June 11, 2024

What is the Transformer KV Cache?

The Key-Value Cache (or simply KV Cache) is a basic optimization technique in decoder-only Transformers which reduces compute at the expense of increased memory utilization. Let’s look at how it works in the context of a decoder-only Transformer.

Background

Recall that:

The input to a transformer is a sequence of tokens (or a batch of these)
Each layer in a decoder-only transformer has an attention layer and a feedforward layer
Almost every layer/operation in a transformer is per-token with the exception of the attention layer. (And only parts of it)
The attention layer has multiple heads, and usually d_model = d_head * n_heads

During generation: Conceptually, one token is generated for each forward pass, appended to the input, and then the input (now with +1 sequence length) is passed back into the model for another forward pass. However doing it this naive way is wasteful because:

It recomputes previous key, value, and attention rows which aren’t needed.
The other parts of the network which are per-token also get used again, wasting computation.

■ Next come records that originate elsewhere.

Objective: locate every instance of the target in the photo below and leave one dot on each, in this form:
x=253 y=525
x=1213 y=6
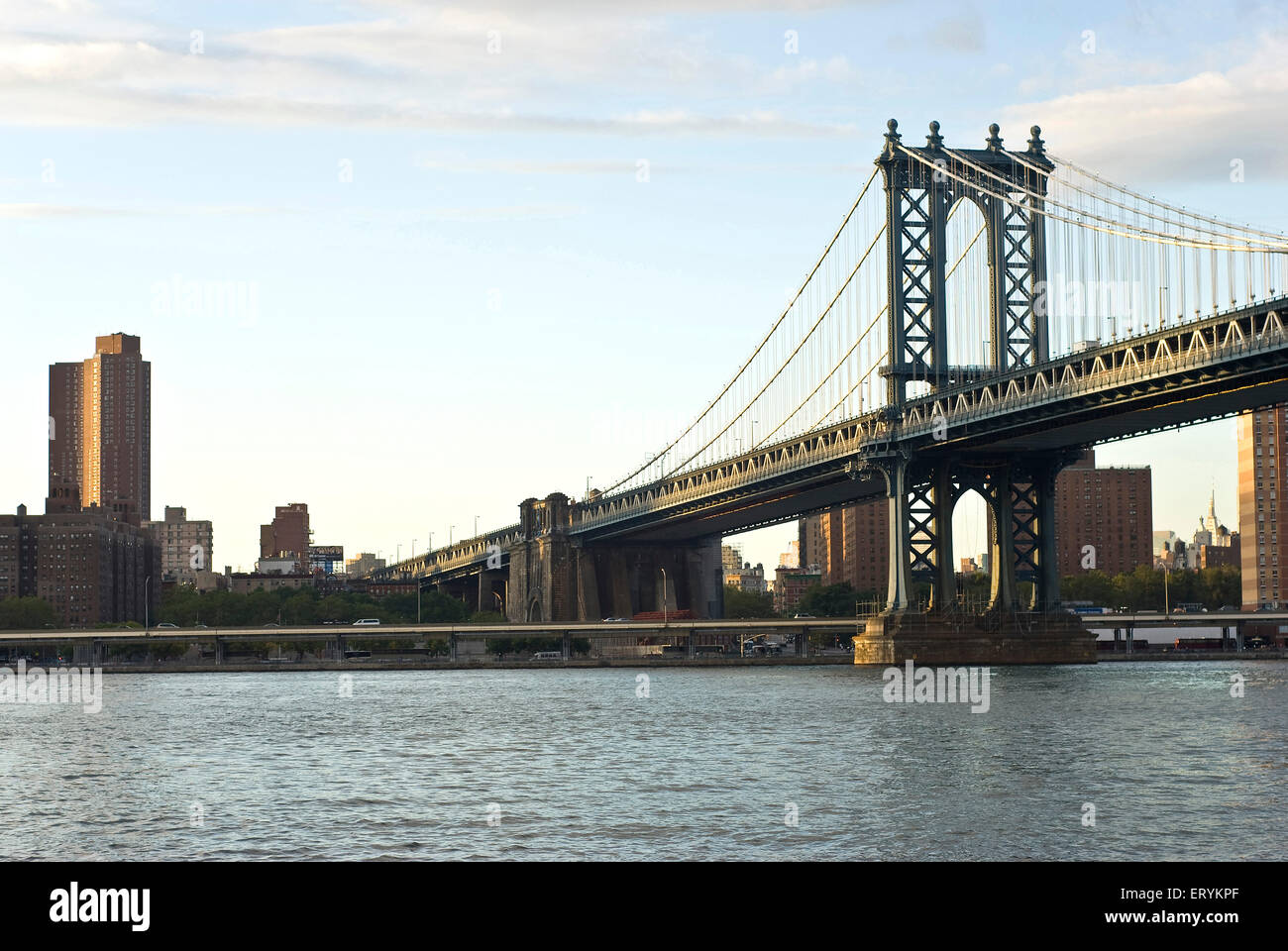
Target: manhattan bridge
x=979 y=317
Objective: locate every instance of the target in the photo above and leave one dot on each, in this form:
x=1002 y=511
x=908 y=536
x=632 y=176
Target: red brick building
x=287 y=535
x=1261 y=476
x=849 y=544
x=1111 y=509
x=89 y=566
x=101 y=431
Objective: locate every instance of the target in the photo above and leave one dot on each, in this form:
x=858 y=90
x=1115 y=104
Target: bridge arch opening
x=971 y=551
x=967 y=285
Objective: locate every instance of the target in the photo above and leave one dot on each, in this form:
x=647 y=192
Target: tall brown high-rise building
x=849 y=544
x=1104 y=518
x=287 y=535
x=1261 y=476
x=101 y=432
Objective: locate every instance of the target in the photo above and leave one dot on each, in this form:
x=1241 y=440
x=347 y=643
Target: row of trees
x=1142 y=589
x=185 y=607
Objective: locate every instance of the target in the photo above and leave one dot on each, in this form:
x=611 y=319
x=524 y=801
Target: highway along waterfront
x=1083 y=762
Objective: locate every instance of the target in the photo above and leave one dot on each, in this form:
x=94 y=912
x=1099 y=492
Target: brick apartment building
x=287 y=536
x=1261 y=475
x=1112 y=509
x=101 y=429
x=89 y=566
x=849 y=544
x=185 y=545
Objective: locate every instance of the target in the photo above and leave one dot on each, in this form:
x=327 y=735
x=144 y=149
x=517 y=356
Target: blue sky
x=460 y=286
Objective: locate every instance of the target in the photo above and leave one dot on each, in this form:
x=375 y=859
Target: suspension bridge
x=979 y=317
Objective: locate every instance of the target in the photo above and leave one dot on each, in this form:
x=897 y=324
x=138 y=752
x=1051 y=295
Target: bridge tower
x=925 y=480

The basic operations of a single attention head are: (Regularization techniques like dropout have been omitted for brevity)

B, T, C = x.shape
# q, k, v computation is all per-token
q = self.query(x)
k = self.key(x)
v = self.value(x)

att = q @ k.transpose(-2, -1) * k.shape[-1]**-0.5 # Pre-softmax logits
att = att.masked_fill(self.tril[:T, :T] == 0, float('-inf')) # Self-attention mask
att = F.softmax(att, dim=-1)

out = att @ v

When a new token is appended to the input x:

There is one row added to each of q, k, v
att will go from size (T, T) to (T+1, T+1), meaning there is an additional row and column added.
The additional row represents the attention from the new token against all previous tokens.
Since att is masked to be lower triangular, the additional column added is all zero except for the entry in the last row.
The additional row in att will result in an additional output in v, which will be the additional row in att matrix-multiplied with all columns in v. This would be att[-1, :] @ v.

Visualization

Here’s what the Query, Key, Value, Attention Matrix, and Output Values look like after passing an initial two tokens to our single attention head: (d_head = 4 here) Now after appending one more token, they look like this: Notice that the Query, Key and Value matrices just have an additional row, and previous rows were unaffected. Also note how the attention matrix just has one additional row, and consequently, the output also only has one extra row. All previous rows were unaffected due to the self-attention mask.

The same holds if we append yet another token:

KV Cache

Now we can begin to understand how the KV cache will work: For each new token generated, we don’t need to pass in the entire sequence and thus can avoid recomputing the entire attention matrix. We only need to operate on the new token in the following manner:

Compute new q, k, v rows for only the new token.
New q row will be used immediately. (This is why there is no query cache)
Append new key, value entries to existing K, V caches
Compute new att row by doing matrix-vector multiplication between new q row and k_cache.transpose()
Compute new v row by doing matrix-vector multiplication between new att row and v_cache.transpose()
The output (which is just for the latest token) is passed to the next layer.
This can proceed through subsequent layers because we only care about the latest token.

This is a tradeoff to save repeated computation by increasing memory usage, but is worthwhile because without this optimization, we’d be be wasting cycles recomputing the key, value and attention matrices.

Size of the KV Cache

This can be calculated as follows:

There are n_layers blocks in the transformer
There is one multi-headed attention layer in each block
Each multi-headed attention layer has n_heads each with d_head size for k, v
Need a cache for both K and V
The maximum context length is n_context
Precision is n_bytes, e.g. 4 for FP32
Inference batch size is batch_size

Thus the total size would be:

kv_cache_size = n_layers * n_heads * 2 * n_context * d_head * n_bytes * batch_size

But since d_model = n_heads * d_head (usually), this reduces to:

kv_cache_size = n_layers * d_model * 2 * n_context * n_bytes * batch_size

Example OPT-30B (Taken from this X post)

n_bytes = 2 (FP16)
n_layers = 48
d_model = 7168
n_context = 1024
batch = 128

This comes out to 180,388,626,432 bytes or ~180 GB.

Relation to MHA, MQA and GQA

(Reference)

These are different types of attention which trade-off model performance against the size of the key-value cache by reducing the number of KV heads.

MHA: Multi-headed Attention: The “normal” way of doing things: There is one query, key and value head per attention head.
MQA: Multi-Query Attention: There is only a single key and single value head which are shared across all n_heads query heads.
GQA: Grouped-Query Attention: The middle ground: There are fewer than n_heads key and value heads, so that each key, value head is shared with more than one query head.

By reducing the number of key, value heads we reduce the amount of memory consumed by the key-value cache.